First, there is no baby yet. My last doctor's appointment on Thursday was very disappointing. I had not progressed any. I was so upset. I cried all the way home. All last week, all I did was walk, I was so active around the house (my house has never been cleaner), I have done all those things that is supposed to induce labor. Yeah, right....done of those things work. Last week, I was just starting to become miserable. It just hit me all of a sudden too. I was doing fine until last Tuesday. Anyway, to make a long story short....no baby yet. So, I decided to go back to work on Friday since there was no progress. Friday was absolutely the worst day. To be honest, work was not bad, but I was hurting so bad. Not really contractions, but I had the worst back pain in the world. The pain was radiating down my legs, I had so much pressure in my pelvic area too. I had the hardest time walking. I don't know if she was just on a nerve or how she was laying, but I seriously thought I was going to die. I thought numerous times to call the OB unit and talk to one of the nurses there. However, I didn't want to bother them b/c they were calling us for help....so I knew they were busy. Anyway, Friday night, I didn't sleep at all. I was still having that pain. Then Saturday the pain was gone when I woke up, but came back towards the end of the night. Sunday, I was supposed to work, but I was put on call (I was so happy that they did b/c I lost the rest of my mucous plug and I was really tired). Now I am on Maternity leave....I am not going back this time. So, now I am waiting on Miss Lillian to come.
Anyway, at my last doctor's appointment, the doctor pretty much gave me a lecture on evidence based practice on how inducing labor to a first time moms is not healthy for mom or baby.......pretty much all I heard was blah, blah, blah.
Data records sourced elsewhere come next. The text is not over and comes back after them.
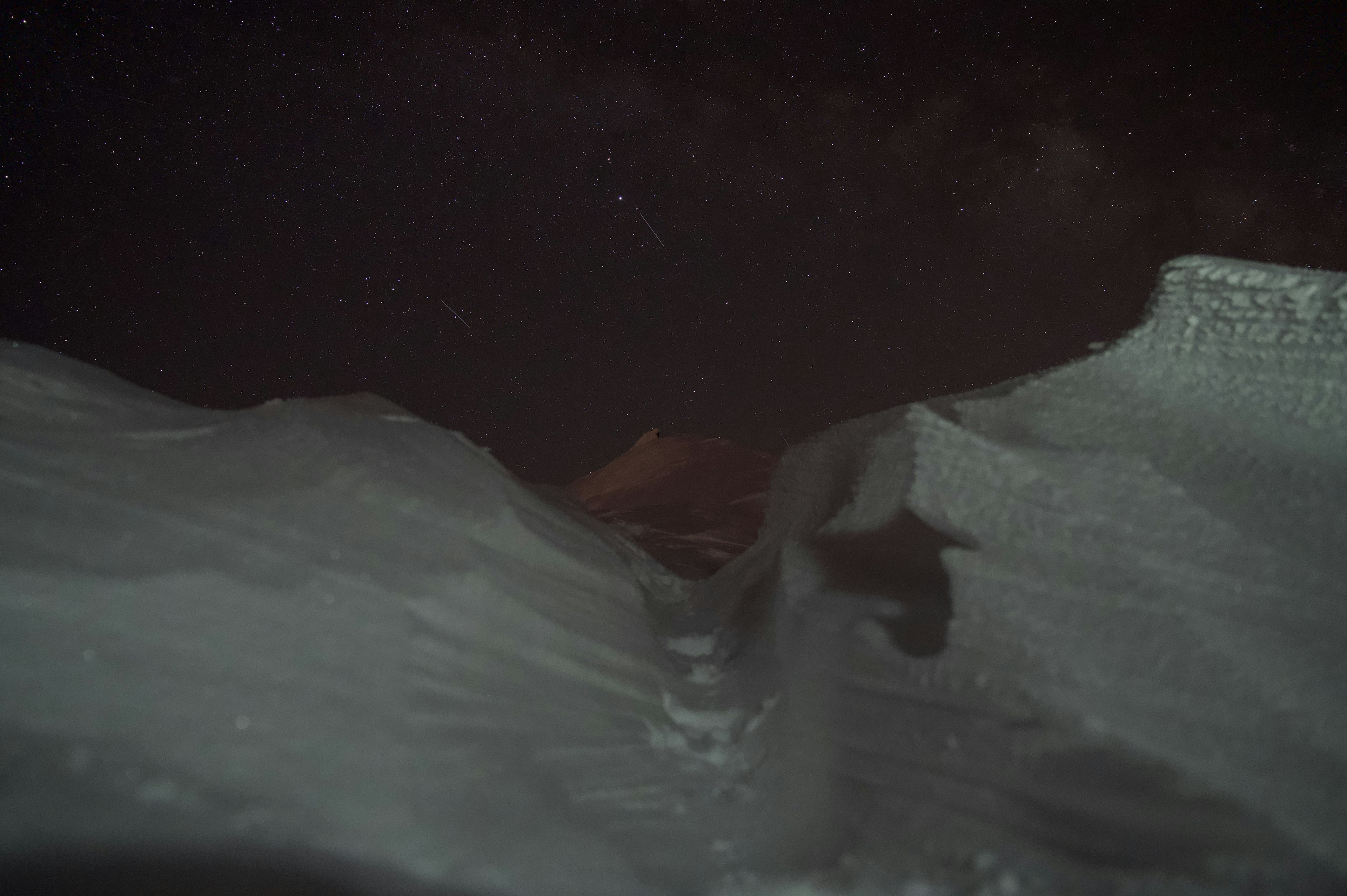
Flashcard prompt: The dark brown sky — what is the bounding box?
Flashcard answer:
[0,0,1347,482]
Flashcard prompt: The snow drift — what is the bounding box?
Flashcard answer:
[0,256,1347,896]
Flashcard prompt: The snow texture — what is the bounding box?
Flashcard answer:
[0,256,1347,896]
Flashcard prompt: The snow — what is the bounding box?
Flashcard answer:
[0,256,1347,895]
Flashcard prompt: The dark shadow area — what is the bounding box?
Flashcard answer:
[811,508,960,658]
[0,846,476,896]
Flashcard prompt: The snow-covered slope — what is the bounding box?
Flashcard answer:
[0,256,1347,895]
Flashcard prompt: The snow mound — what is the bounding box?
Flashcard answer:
[0,256,1347,895]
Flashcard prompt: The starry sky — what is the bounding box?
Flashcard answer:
[0,0,1347,484]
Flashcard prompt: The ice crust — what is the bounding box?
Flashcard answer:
[0,256,1347,895]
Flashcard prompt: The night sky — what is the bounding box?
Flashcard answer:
[0,0,1347,484]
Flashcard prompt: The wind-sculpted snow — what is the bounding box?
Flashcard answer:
[0,256,1347,896]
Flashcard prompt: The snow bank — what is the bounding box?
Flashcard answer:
[0,256,1347,893]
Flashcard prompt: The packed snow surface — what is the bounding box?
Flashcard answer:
[0,256,1347,896]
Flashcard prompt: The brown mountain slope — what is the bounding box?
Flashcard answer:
[566,430,776,578]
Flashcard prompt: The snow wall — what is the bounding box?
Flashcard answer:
[0,256,1347,896]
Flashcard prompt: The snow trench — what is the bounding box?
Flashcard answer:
[0,256,1347,896]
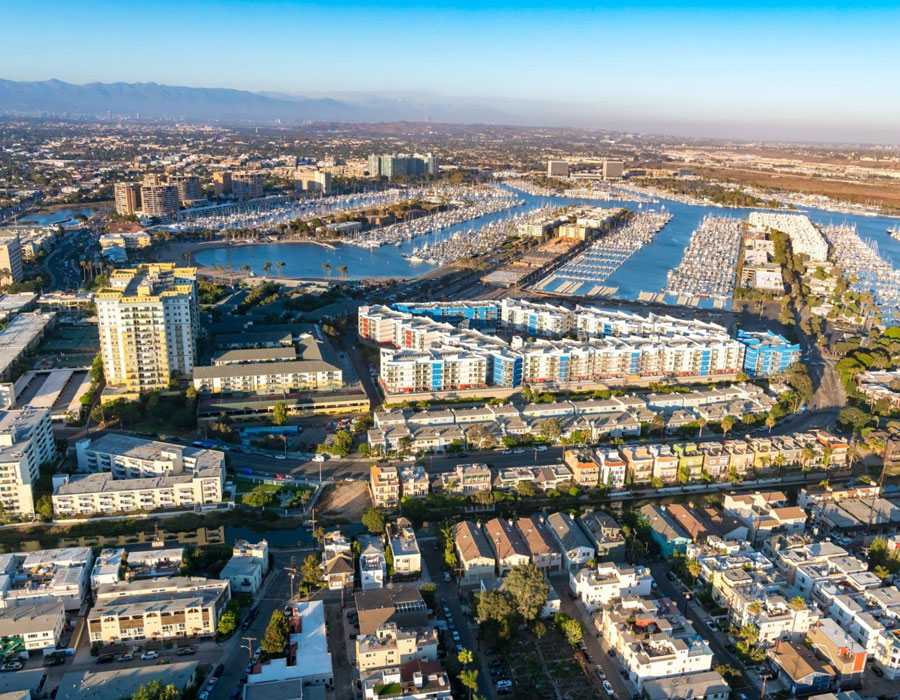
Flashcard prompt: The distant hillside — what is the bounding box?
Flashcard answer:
[0,80,516,124]
[0,80,366,122]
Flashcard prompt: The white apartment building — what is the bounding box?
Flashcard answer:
[357,535,387,591]
[0,547,94,610]
[0,600,66,651]
[51,435,225,515]
[747,211,828,262]
[601,598,713,691]
[387,518,422,575]
[569,562,653,612]
[0,406,57,516]
[94,263,199,393]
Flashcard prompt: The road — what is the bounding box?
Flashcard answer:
[550,574,636,700]
[650,561,760,697]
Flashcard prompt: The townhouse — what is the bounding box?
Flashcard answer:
[546,513,595,572]
[453,520,496,585]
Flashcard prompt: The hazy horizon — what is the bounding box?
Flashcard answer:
[7,0,900,144]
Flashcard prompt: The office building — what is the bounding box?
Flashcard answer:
[0,406,57,516]
[86,577,231,644]
[169,175,203,204]
[294,170,331,194]
[113,182,141,216]
[0,235,25,285]
[141,184,178,219]
[737,330,800,377]
[95,263,199,394]
[231,170,263,199]
[368,153,438,179]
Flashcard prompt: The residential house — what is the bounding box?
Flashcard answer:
[387,517,422,576]
[516,515,562,572]
[453,520,495,585]
[356,535,387,591]
[547,513,595,572]
[484,518,531,578]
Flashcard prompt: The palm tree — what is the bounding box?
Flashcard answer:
[459,668,478,700]
[719,416,736,440]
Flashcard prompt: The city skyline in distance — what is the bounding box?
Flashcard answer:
[0,1,900,143]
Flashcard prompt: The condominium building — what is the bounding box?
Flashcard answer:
[356,622,438,673]
[95,263,199,393]
[294,170,331,194]
[169,175,203,204]
[141,184,178,219]
[87,577,231,644]
[193,334,344,394]
[113,182,141,216]
[737,330,800,377]
[0,406,57,516]
[52,435,225,515]
[213,170,231,197]
[231,170,263,199]
[0,235,25,285]
[369,464,400,508]
[747,211,828,262]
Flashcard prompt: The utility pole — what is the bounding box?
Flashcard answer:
[241,637,256,663]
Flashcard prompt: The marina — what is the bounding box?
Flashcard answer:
[822,224,900,325]
[665,214,743,306]
[533,210,672,296]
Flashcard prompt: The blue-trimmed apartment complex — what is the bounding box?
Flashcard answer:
[737,330,800,377]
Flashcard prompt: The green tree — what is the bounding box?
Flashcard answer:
[719,416,737,437]
[362,507,387,534]
[131,680,181,700]
[331,430,353,457]
[553,613,584,647]
[503,564,550,622]
[34,493,53,520]
[216,598,241,636]
[540,418,562,442]
[459,668,478,699]
[475,590,516,622]
[241,484,275,508]
[260,610,290,656]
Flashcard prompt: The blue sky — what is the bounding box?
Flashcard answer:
[0,0,900,141]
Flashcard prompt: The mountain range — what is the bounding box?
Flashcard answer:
[0,79,521,124]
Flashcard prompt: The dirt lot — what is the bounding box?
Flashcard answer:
[316,481,372,523]
[694,167,900,208]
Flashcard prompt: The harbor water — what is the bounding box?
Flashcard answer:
[196,190,900,292]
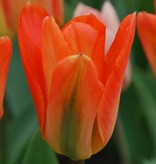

I really didn't care at that point. I was too upset. All I know is that I'm going to have a big baby and more than likely she will be delivered via c-section. Again, that is fine, but let's schedule the thing then. Right now, I'm an emotional wreck. See, my older sister is getting married May 16th in Seattle, WA. First, I'm upset b/c I can't go see my sister get married....I won't be able to be in any of the family photos and I won't get to see anything in person. That upsets me. Then, the doctor does not plan on doing anything until after I pass my due date, which is Sunday, May 10th. Fine, if I get a c-section they won't schedule it until May 14th or May 15th, which all of my family will be in Seattle. That makes me so so upset. I want my family there or at least on their way when I have my baby. So, you can see I'm just an emotional wreck.
I'm keeping in mind that my mom gave birth to all of her children on her due date. Which is actually pretty impressive. My sister gave birth to my nephew 2 days before her due date. So, I am just holding out....thinking maybe this is a family thing.....we all have our children really close to our due dates. Wishful thinking anyway.
My next appointment is this Thursday. Hopefully, I won't even make it to then. However, if I do, I really hope I hear some good news that I am progressing. I keep telling everyone to think good thoughts for me!! I'll post some pics of my huge belly soon.